Love the feeling of being part of the ibew and geting great education along with it .


----------



## merlin199 (Dec 11, 2017)

congrats


----------



## MechanicalDVR (Dec 29, 2007)

Congrats bro!

Keep up the good work.


----------



## John Valdes (May 17, 2007)

Congratulations! Its always great to hear about the younger/newer guys coming up behind us.
We need many more young guys and girls! Good luck and make us proud!


----------



## Switchgear277 (Mar 18, 2017)

Thank you brothers this is a dream come true .

Hard wrk pays off the first year was so hard , mon , wed school till 9:00
Wouldn’t get home till 10 .

Studying , after wrk , test quizzes ,
Community service , I was over welmed and exhausted at times 

But I pushed through and passed first year .
The math was difficult for me and studying after wrk was hard .

But I learned a lot and love being apart of the brotherhood , going to meetings , etc 

Cnt wait till next year


----------



## AlmostPro (May 29, 2017)

Congratulations on passing, it's a great feeling.

Sent from my Z981 using Tapatalk


----------



## joebanana (Dec 21, 2010)

Switchgear277 said:


> Thank you brothers this is a dream come true .
> 
> Hard wrk pays off the first year was so hard , mon , wed school till 9:00
> Wouldn’t get home till 10 .
> ...


And 10 years from now, you'll be telling your apprentice how easy it was. The hard part will be remembering that you were where he/she is now.


----------



## Switchgear277 (Mar 18, 2017)

Yea and I also have a crazy Forman who yells and is out of his mind screams and goes crazy and says I’m nothing but labor and I’m first year **** .

But I know he likes me Bc he hasn’t laid me off and I over heard him telling the jman I’m good and he’s not letting me go.

The hardest thing for me was not talking back and keeping my mouth shut remembering that one day I’ll be a jman .

I talked bck once and haven’t done it since I keep my mouth shut take the **** and go home .

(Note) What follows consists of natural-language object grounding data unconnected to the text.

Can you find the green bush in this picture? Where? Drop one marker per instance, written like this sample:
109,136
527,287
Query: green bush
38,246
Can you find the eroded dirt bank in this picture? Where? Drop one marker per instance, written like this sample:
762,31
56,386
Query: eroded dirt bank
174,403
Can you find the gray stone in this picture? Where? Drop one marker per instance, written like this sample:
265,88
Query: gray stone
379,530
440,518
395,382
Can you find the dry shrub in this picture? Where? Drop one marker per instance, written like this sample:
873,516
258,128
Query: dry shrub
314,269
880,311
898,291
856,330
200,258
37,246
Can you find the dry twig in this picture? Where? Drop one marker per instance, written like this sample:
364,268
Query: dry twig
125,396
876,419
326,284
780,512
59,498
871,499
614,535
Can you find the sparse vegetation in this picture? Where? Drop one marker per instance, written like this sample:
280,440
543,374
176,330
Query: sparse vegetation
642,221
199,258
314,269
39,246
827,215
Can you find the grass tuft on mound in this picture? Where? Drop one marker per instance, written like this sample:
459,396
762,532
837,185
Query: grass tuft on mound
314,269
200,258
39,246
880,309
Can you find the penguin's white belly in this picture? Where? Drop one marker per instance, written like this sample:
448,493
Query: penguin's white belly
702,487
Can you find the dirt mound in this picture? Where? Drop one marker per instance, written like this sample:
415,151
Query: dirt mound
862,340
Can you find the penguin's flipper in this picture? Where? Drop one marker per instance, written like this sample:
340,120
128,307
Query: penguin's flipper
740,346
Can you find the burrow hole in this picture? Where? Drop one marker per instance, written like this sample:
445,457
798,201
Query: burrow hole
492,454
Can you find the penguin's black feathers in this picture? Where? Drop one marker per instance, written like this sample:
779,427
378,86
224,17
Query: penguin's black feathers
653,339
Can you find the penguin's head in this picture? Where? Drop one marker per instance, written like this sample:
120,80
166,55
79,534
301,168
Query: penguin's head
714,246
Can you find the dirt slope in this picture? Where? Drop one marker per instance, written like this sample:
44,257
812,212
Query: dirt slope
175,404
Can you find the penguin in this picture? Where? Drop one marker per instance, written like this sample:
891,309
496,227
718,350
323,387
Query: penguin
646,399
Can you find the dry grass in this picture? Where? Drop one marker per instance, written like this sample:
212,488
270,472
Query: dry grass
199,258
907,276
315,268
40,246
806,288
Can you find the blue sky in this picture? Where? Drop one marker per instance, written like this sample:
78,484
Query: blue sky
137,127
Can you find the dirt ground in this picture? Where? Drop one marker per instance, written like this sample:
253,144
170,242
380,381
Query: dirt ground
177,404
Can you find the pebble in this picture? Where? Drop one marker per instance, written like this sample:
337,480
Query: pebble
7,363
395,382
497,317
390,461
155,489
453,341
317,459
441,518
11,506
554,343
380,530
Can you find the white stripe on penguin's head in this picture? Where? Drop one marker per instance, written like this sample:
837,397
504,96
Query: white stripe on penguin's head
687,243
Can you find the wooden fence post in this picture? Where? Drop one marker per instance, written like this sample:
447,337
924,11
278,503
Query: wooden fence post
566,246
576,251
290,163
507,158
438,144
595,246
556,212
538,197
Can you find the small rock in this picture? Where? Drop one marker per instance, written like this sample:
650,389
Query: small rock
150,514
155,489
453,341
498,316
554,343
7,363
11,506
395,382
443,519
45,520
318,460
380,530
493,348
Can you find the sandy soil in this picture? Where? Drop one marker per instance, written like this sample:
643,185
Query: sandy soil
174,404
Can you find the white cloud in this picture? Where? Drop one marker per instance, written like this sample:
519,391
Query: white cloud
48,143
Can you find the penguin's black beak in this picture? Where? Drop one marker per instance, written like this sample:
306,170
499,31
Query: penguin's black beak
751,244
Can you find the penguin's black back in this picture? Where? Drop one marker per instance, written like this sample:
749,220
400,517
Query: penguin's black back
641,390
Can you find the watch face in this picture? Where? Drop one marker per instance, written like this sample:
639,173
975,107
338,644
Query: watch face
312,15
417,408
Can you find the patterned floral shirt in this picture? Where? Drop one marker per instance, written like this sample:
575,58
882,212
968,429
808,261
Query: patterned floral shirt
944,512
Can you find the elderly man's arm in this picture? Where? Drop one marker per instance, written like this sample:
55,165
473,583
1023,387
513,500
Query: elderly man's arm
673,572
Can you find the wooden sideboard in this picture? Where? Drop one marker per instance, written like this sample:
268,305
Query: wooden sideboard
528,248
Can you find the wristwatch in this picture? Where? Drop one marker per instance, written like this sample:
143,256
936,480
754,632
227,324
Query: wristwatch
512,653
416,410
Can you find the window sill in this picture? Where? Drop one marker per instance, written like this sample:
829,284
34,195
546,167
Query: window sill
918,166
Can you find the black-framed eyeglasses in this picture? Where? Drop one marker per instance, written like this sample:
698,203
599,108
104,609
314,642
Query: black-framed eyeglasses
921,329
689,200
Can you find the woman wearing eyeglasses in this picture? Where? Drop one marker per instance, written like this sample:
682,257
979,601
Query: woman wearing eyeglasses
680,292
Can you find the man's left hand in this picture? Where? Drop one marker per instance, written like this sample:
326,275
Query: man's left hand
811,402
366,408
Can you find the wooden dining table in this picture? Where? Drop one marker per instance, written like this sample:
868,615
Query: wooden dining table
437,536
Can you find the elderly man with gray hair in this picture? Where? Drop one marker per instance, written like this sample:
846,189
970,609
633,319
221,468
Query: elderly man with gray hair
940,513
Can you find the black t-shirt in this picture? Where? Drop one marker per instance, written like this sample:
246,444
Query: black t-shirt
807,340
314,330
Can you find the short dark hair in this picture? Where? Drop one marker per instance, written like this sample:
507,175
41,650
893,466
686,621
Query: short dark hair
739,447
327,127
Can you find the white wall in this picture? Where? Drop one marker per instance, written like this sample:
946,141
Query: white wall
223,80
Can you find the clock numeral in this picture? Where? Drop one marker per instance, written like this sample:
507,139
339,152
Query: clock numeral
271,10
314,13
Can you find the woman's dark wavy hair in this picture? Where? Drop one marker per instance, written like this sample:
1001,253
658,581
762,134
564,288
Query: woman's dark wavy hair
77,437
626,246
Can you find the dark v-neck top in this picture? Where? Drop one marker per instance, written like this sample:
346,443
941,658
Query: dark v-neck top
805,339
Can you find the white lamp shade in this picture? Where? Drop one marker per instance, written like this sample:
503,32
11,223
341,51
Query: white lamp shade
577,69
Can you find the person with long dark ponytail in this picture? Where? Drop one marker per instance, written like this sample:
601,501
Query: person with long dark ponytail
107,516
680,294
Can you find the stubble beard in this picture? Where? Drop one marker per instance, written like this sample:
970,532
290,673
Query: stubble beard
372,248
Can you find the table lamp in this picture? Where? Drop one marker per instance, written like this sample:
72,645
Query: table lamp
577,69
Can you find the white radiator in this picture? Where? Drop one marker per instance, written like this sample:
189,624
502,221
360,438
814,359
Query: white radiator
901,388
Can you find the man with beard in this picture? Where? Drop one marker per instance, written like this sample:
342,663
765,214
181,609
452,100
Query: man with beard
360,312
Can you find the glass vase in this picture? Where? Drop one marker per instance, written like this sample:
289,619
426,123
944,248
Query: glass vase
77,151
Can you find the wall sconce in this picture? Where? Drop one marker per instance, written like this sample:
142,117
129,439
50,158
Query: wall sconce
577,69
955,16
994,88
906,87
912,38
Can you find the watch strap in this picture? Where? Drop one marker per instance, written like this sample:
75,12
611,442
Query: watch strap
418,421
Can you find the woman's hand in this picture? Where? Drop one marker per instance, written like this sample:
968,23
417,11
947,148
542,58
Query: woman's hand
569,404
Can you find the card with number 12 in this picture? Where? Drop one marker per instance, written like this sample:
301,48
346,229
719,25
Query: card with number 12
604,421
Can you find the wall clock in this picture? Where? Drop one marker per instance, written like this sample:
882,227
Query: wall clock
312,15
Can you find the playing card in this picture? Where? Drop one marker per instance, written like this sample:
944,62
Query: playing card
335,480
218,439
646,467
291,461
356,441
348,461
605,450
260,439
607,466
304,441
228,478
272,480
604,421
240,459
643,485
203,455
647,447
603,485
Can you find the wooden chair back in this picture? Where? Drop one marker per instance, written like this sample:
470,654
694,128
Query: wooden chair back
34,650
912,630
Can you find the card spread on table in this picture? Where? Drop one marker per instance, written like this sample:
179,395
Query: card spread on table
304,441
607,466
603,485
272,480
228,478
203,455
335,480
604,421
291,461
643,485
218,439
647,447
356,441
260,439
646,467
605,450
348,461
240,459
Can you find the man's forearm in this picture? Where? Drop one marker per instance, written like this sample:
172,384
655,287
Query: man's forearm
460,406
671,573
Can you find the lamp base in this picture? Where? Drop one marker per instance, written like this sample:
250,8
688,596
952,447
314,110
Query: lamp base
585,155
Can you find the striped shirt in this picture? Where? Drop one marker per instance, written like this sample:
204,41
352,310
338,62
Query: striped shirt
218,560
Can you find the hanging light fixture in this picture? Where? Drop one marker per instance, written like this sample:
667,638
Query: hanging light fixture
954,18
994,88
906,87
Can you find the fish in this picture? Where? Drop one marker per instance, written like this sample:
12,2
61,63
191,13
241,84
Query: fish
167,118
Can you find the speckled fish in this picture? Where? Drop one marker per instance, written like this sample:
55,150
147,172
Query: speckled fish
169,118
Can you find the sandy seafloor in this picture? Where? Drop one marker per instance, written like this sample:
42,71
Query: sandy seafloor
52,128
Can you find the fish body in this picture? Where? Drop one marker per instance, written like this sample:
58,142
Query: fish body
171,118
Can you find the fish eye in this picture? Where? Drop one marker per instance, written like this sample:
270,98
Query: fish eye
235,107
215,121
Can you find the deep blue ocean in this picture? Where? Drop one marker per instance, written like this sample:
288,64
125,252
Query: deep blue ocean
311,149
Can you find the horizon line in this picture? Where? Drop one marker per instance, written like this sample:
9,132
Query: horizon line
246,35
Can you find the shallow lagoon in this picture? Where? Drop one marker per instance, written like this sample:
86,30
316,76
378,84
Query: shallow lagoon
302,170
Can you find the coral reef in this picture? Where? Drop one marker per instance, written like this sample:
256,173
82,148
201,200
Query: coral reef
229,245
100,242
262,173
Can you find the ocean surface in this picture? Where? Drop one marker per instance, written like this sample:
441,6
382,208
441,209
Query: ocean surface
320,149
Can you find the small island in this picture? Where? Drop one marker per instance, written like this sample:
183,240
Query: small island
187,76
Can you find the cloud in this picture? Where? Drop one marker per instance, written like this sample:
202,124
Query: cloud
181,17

But all in all it’s been a great first year . Wouldn’t change a thing


----------



## MechanicalDVR (Dec 29, 2007)

Switchgear277 said:


> Yea and I also have a crazy Forman who yells and is out of his mind screams and goes crazy and says I’m nothing but labor and I’m first year **** .
> 
> But I know he likes me Bc he hasn’t laid me off and I over heard him telling the jman I’m good and he’s not letting me go.
> 
> ...



Most of us old farts here tell you youngins about mistakes like that all the time.


----------